Remarkably, this structure has never been found however Xuan Zang is
considered such a reliable witness that most archaeologists accept that
it must have really existed. Now a team of French archaeologists under
the direction of Zemaryali Tarzi of Strasbourg University, who
have been searching for it in earnest for two years, are claiming that
they may have discovered part of the foot of the statue.
"Professor Tarzi has found a structure which has still to be properly identified but which could be part of the foot of the Sleeping Buddha, maybe the toe," said Masanori Nagaoka, UNESCO's Kabul-based culture consultant.We'll just have to wait and see how this story develops.

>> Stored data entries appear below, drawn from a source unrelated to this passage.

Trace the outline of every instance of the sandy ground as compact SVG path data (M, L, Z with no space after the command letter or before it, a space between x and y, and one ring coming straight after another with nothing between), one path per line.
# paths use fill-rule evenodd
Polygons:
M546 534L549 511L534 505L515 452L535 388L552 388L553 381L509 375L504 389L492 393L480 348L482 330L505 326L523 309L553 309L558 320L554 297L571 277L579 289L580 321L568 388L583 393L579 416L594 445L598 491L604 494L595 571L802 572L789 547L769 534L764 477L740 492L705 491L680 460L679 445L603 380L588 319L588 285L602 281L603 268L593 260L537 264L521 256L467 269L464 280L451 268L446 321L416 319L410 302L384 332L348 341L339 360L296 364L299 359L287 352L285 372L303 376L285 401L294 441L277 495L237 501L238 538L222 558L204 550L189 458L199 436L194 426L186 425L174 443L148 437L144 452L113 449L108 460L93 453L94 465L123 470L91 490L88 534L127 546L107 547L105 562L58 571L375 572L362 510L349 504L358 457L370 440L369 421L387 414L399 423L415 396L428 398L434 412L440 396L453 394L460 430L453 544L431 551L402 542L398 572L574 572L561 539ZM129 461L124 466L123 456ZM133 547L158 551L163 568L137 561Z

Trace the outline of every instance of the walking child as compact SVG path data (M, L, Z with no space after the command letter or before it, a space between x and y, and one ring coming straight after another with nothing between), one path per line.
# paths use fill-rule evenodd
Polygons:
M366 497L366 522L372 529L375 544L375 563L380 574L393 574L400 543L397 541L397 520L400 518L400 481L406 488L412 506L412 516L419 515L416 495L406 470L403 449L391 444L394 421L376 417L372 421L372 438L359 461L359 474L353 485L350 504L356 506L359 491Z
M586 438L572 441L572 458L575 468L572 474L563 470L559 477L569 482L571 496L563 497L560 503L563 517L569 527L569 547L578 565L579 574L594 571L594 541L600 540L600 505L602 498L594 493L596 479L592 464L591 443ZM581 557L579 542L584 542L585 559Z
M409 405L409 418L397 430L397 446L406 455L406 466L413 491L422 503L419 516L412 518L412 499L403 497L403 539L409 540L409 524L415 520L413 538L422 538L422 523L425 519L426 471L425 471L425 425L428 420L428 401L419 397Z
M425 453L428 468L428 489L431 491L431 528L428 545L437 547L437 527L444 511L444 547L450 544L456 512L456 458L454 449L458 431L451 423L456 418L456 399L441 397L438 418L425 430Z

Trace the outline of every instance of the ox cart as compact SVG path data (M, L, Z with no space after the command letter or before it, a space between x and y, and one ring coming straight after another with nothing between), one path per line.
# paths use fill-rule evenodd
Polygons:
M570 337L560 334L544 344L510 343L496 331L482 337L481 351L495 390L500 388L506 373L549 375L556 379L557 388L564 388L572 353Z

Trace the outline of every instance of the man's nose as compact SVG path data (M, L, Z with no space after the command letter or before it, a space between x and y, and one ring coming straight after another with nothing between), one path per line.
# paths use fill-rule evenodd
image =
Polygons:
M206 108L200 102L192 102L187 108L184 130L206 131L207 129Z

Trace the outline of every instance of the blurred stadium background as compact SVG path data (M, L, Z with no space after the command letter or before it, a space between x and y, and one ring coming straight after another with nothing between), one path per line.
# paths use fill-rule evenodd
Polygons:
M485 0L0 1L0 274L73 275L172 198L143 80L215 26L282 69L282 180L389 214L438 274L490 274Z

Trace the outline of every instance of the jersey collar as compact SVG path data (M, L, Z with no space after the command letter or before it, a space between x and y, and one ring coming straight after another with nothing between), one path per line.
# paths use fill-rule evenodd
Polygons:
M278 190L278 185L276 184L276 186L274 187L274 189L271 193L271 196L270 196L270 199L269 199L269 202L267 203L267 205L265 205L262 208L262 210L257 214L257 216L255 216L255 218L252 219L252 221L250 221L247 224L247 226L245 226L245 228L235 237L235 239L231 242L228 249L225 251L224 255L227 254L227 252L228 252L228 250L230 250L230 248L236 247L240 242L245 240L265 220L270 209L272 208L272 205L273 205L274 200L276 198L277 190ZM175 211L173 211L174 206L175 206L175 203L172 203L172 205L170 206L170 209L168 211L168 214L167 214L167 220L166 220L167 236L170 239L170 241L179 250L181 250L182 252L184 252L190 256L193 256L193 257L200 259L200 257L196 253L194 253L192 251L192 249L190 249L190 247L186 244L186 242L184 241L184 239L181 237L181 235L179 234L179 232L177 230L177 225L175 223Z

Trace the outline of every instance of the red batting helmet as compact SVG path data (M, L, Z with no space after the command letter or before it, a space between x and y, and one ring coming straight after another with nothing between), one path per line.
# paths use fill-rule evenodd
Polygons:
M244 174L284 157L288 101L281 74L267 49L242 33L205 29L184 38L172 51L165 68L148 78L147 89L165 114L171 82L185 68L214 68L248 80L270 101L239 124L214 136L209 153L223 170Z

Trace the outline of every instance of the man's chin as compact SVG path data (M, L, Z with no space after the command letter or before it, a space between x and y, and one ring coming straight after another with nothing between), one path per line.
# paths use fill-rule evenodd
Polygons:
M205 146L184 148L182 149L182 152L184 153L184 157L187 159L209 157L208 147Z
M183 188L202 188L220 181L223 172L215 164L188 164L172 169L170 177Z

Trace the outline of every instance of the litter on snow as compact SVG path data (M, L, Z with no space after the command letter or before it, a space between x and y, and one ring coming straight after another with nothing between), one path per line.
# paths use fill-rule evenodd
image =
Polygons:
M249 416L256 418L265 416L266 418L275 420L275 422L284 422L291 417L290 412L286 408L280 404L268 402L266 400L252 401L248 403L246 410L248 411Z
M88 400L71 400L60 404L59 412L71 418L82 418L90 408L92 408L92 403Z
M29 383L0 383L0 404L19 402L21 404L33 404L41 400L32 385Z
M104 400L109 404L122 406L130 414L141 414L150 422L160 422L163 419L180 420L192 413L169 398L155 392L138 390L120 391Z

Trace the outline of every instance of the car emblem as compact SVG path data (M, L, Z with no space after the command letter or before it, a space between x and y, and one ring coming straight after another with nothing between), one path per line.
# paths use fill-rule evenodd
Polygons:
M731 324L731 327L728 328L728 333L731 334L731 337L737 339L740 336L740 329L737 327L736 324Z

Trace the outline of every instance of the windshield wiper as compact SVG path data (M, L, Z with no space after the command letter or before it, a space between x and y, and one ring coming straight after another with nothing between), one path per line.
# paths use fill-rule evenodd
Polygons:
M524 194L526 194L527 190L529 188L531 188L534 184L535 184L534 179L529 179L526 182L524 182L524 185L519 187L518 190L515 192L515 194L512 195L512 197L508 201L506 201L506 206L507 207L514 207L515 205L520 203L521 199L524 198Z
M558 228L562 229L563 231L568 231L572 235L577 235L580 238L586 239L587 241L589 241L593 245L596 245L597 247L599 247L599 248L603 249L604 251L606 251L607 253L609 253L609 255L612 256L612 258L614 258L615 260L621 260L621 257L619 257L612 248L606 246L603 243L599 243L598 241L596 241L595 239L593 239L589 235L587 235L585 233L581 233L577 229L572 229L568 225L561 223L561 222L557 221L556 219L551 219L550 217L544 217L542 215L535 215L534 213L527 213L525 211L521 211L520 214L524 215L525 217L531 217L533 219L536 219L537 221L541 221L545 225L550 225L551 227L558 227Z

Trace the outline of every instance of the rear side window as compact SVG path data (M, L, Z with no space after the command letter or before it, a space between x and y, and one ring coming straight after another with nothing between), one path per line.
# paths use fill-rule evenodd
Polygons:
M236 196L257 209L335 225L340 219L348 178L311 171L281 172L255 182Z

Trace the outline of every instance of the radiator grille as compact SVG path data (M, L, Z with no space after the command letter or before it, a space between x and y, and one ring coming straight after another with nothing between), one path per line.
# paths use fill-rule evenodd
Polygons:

"Alternatively, the structure could be the platform on which the giant statue reclined," he added...
...experts believe the Sleeping Buddha was probably made of mud bricks rather than stone, and would have been highly susceptible to erosion and damage from nature and man.
The destruction would have accelerated after Buddhism faded from the Bamiyan Valley and was replaced by iconoclastic Islam.
"Following the Muslim invasion in A.D. 977, many of the bricks from the Sleeping Buddha could well have been used for building houses," Mr. Melzl said.